Eu fui e sentei-me ao pé dele.
-Olá! – disse ele mesmo perfeito
-Olá… – respondi eu, completamente consciente que devia estar toda corada.
- Não me vais cumprimentar? – Perguntou ele.
- Ai sim claro – respondi completamente embaraçada. Eu posso ser muito pouco experiente, mas percebi logo que ele não queria que eu lhe desse um beijinho na cara como fazia a toda a gente. Como se ele percebesse no que eu estava a pensar agarrou-me, e eu claro não ripostei, quando estava prestes a acontecer, Derek passou de bicicleta mesmo perto de nos e foi fatal! Num momento Endora e Sebastian prestes a beijarem-se, e no outro momento Endora e Sebastian todos molhados no meio da fonte. Como era de esperar a atitude do rapaz mais popular da escola não foi ralhar nem comigo nem com o amigo, mas sim rir-se e chapinhar-me com água.
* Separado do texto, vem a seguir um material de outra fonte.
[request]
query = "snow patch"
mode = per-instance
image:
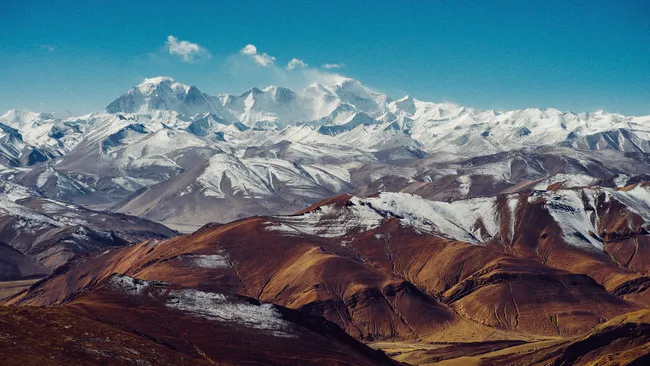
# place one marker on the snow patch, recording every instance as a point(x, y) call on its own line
point(220, 308)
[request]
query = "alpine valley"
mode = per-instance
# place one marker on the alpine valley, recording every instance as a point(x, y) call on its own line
point(326, 225)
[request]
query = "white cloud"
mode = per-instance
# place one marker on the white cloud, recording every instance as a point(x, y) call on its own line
point(250, 49)
point(262, 59)
point(188, 51)
point(48, 47)
point(333, 66)
point(296, 63)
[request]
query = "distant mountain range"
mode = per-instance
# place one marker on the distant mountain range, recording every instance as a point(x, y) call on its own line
point(327, 218)
point(169, 152)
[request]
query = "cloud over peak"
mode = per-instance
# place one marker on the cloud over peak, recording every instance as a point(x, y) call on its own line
point(295, 64)
point(188, 51)
point(262, 59)
point(333, 66)
point(250, 49)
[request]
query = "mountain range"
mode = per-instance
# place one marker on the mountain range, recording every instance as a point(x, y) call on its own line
point(327, 225)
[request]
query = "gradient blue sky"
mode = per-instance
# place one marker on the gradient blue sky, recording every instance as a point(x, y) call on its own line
point(570, 55)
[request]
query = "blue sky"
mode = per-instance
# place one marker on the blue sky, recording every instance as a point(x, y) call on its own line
point(570, 55)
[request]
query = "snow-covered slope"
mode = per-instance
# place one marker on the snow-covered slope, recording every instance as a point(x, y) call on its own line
point(279, 149)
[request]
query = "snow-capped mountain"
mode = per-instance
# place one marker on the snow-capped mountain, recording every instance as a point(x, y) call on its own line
point(169, 152)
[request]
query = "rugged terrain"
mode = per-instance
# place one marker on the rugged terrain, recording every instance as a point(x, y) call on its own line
point(322, 223)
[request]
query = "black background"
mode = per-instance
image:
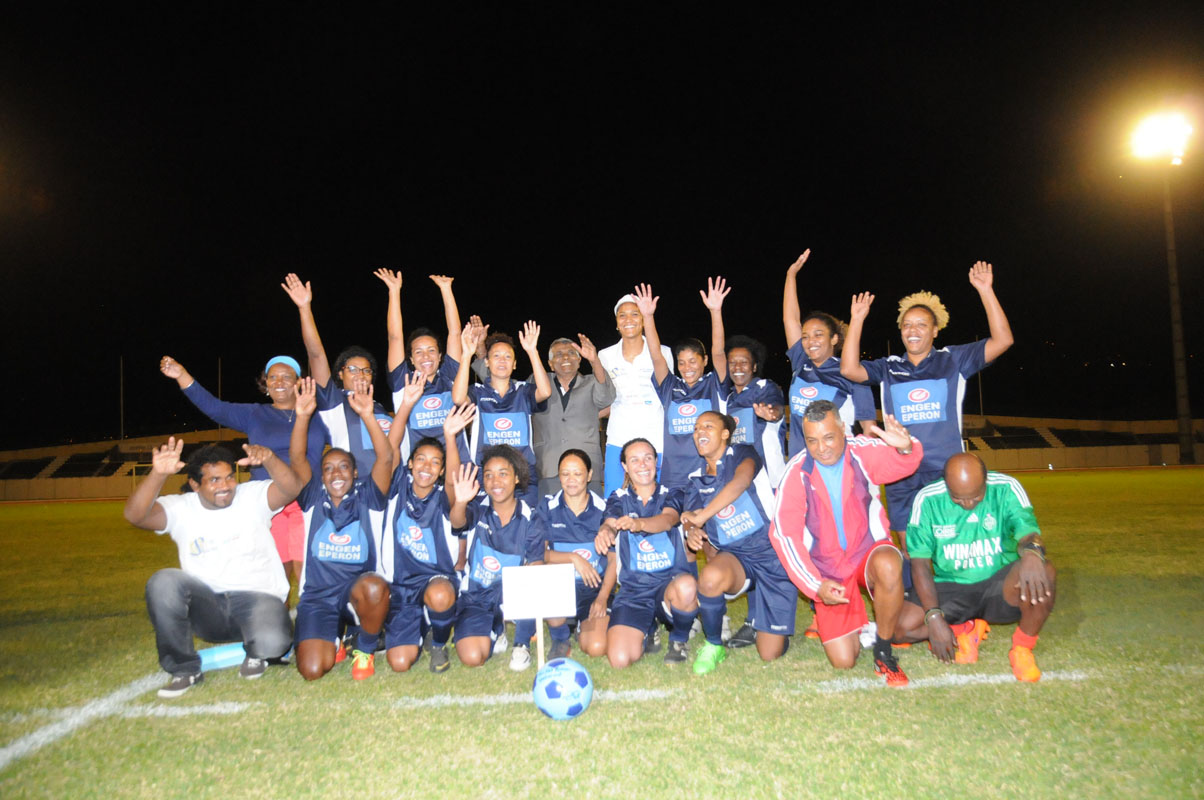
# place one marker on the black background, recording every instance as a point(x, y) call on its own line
point(163, 169)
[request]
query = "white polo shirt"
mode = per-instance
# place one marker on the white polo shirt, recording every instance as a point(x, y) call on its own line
point(231, 548)
point(637, 411)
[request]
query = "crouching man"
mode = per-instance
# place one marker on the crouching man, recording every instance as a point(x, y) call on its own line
point(978, 558)
point(230, 584)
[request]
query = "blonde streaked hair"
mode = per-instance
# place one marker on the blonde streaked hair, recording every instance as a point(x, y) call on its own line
point(930, 301)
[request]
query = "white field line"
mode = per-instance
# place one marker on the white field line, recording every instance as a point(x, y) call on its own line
point(940, 682)
point(444, 700)
point(77, 718)
point(134, 712)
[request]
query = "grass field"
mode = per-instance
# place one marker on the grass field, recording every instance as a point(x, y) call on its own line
point(1120, 711)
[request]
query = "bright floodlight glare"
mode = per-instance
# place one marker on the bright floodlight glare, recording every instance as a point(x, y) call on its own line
point(1162, 136)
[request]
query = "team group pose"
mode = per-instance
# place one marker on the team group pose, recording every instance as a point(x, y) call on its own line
point(396, 527)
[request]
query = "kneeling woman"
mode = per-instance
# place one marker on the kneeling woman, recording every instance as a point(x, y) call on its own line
point(727, 501)
point(343, 516)
point(499, 534)
point(657, 581)
point(568, 523)
point(419, 550)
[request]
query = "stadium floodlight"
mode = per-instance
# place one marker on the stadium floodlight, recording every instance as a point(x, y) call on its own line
point(1162, 136)
point(1162, 139)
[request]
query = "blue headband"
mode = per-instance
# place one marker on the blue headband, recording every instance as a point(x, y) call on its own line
point(288, 360)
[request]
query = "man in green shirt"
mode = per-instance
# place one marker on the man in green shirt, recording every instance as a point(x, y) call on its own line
point(978, 558)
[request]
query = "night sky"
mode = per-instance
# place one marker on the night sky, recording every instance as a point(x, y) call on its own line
point(163, 169)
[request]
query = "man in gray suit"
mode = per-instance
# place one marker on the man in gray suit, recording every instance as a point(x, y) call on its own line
point(570, 417)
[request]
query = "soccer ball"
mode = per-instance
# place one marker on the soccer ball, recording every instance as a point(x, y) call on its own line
point(562, 689)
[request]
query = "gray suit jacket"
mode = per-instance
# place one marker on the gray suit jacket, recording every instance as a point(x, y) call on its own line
point(556, 429)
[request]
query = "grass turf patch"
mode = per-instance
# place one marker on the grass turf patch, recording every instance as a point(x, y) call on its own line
point(1119, 713)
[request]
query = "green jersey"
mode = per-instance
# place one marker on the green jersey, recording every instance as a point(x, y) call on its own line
point(967, 546)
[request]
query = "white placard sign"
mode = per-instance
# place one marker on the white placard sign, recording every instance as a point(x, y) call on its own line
point(538, 592)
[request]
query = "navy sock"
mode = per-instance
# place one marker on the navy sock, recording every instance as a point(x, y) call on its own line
point(712, 612)
point(683, 621)
point(524, 629)
point(366, 642)
point(559, 633)
point(441, 625)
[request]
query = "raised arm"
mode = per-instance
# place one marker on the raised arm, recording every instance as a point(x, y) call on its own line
point(983, 278)
point(285, 484)
point(850, 352)
point(361, 404)
point(393, 317)
point(450, 315)
point(453, 424)
point(299, 441)
point(739, 483)
point(713, 298)
point(231, 415)
point(791, 317)
point(589, 353)
point(654, 524)
point(142, 509)
point(176, 371)
point(529, 337)
point(466, 488)
point(468, 343)
point(411, 393)
point(647, 305)
point(302, 295)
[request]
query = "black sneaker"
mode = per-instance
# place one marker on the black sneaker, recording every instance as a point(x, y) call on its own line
point(253, 668)
point(179, 683)
point(743, 637)
point(677, 653)
point(653, 641)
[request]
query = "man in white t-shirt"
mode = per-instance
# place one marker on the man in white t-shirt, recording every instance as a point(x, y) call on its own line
point(230, 584)
point(637, 411)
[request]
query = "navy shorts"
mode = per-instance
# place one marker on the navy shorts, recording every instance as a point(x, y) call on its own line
point(476, 616)
point(983, 600)
point(901, 494)
point(642, 607)
point(407, 611)
point(319, 615)
point(773, 599)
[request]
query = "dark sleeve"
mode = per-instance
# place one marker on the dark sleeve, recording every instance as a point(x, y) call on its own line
point(744, 452)
point(537, 534)
point(397, 376)
point(674, 500)
point(311, 494)
point(877, 370)
point(796, 356)
point(330, 395)
point(969, 358)
point(231, 415)
point(772, 394)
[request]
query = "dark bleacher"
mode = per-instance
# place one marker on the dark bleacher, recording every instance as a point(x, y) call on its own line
point(1015, 437)
point(80, 465)
point(23, 469)
point(1072, 437)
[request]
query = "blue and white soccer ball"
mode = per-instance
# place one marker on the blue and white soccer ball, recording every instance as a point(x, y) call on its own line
point(562, 689)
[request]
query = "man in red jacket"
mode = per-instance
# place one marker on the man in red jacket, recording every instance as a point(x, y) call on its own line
point(832, 535)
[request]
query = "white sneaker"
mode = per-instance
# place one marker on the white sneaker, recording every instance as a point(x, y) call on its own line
point(520, 658)
point(868, 635)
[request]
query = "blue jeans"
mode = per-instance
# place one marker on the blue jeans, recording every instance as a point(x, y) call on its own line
point(182, 606)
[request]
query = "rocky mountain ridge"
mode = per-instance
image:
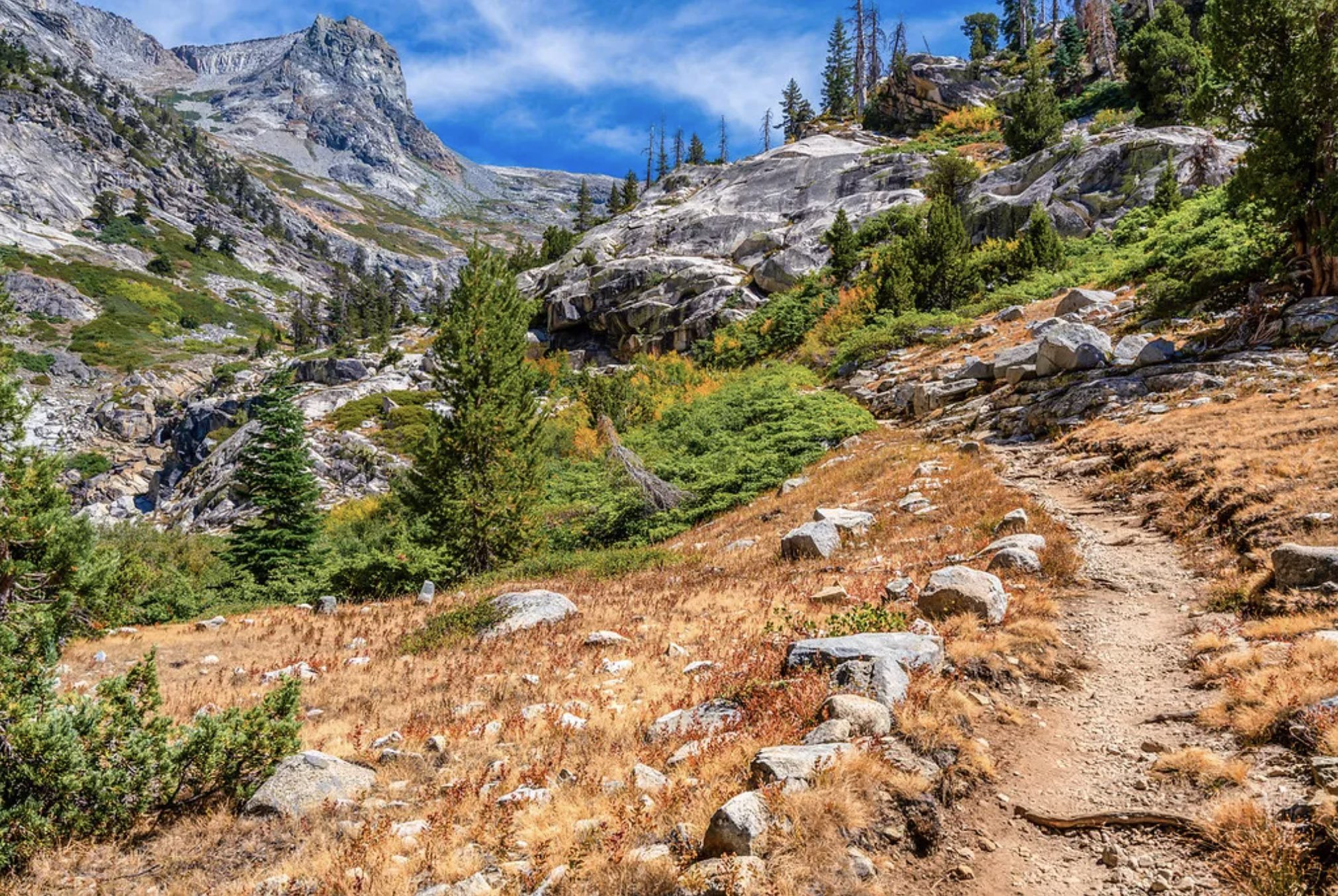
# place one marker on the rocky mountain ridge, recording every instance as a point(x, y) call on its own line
point(708, 245)
point(331, 101)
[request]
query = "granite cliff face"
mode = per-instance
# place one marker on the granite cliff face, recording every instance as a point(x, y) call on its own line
point(85, 36)
point(709, 244)
point(330, 101)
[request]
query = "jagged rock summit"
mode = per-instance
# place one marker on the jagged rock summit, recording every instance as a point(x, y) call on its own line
point(330, 101)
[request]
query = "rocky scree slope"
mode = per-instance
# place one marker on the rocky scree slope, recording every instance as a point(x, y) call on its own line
point(709, 244)
point(1061, 363)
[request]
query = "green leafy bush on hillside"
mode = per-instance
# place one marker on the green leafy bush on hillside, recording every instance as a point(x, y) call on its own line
point(98, 766)
point(724, 449)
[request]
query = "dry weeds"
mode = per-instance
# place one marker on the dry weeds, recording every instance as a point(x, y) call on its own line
point(717, 607)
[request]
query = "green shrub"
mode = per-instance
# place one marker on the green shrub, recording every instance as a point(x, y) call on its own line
point(866, 617)
point(97, 766)
point(453, 627)
point(775, 328)
point(744, 439)
point(370, 554)
point(1096, 97)
point(89, 463)
point(166, 575)
point(35, 363)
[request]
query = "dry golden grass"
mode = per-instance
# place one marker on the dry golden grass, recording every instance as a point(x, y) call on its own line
point(1259, 856)
point(1202, 768)
point(1231, 479)
point(1255, 699)
point(1288, 626)
point(717, 606)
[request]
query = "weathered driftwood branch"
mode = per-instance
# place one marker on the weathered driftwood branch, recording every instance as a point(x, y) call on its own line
point(658, 494)
point(1131, 819)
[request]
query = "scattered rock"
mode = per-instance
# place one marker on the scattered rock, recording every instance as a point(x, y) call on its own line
point(730, 876)
point(738, 828)
point(603, 639)
point(1297, 566)
point(1072, 347)
point(868, 717)
point(297, 670)
point(794, 762)
point(523, 610)
point(905, 648)
point(811, 541)
point(1155, 352)
point(1014, 521)
point(1016, 559)
point(705, 719)
point(648, 780)
point(853, 522)
point(831, 594)
point(1022, 539)
point(959, 589)
point(1080, 300)
point(306, 782)
point(834, 731)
Estávamos em pleno Agosto, o banho até soube bem, estávamos a divertirmo-nos imenso até ao momento em que ele olhar para as minhas mãos e diz:
- O que se passa com as tuas mãos? - Perguntou ele surpreendido.
- O quê? - Eu sem compreender o que ele dizia olhei para as minhas mãos e percebi imediatamente ao que ele se referia. A água estava disposta á volta da minha mão como se formasse uma luva de pequenos cristais, e a água brilhava muito mais nos sítios onde se encontrava com a minha pele. Olhei assustada para ele, que deve ter-se apercebido da minha aflição e levou-me para dentro da escola sem ninguém ver, encostada a ele e sentou-me num banco onde quase ninguém nos conseguia ver e começou a passar as suas mãos pelas minhas, imediatamente a luva de pequenos cristais desapareceu. Olhei para ele e disse:
- Não sei o que aconteceu, eu….eu – ele silenciou-me com o indicador e abraçou-me. Eu rebentei num choro desalmado, era completamente o pior dia de anos de sempre! Quando eu terminei o meu ataque de choro compulsivo, ele olhou para mim, sorriu e deu-me um beijinho nos lábios, oh que doce…. Foi o beijo mais doce, carinhoso e atencioso, que alguém alguma vez já me dera, e eu sentia que ele estava cauteloso e inseguro em relação a mim, então peguei na mão dele e pude sentir esse sentimento de insegurança a desaparecer, parece que afinal este não era o pior dia de anos de sempre. Ele levantou-se e perguntou com um sorriso malandro nos lábios:
- Estás mais calma?
- Estou, até parece magia - disse eu a brincar com ele.
- Sim claro que é, mas sabes eu só te beijei para te acalmar, eu sou muito profissional. – Disse ele obviamente a gozar comigo.
- Sim, sim claro senhor Sebastian. - Retorqui eu revirando os olhos.
- Desconfias da minha palavra é? - Perguntou ele com ar de ofendido.
-Claro que não, tu praticamente salvaste-me de um ataque de pânico.
- Pois tu sabes como é, ando por ai á espera que uma donzela em apuros me peça ajuda. - Disse ele sorrindo abertamente, e como o seu sorriso era lindo…oh e aqueles olhos, claro que eu era obviamente uma sortuda por…
- Bem mas agora deves querer ir para casa também não temos mais aulas hoje, deixa-me acompanhar-te. - Disse ele interrompendo o meu pensamento super estúpido.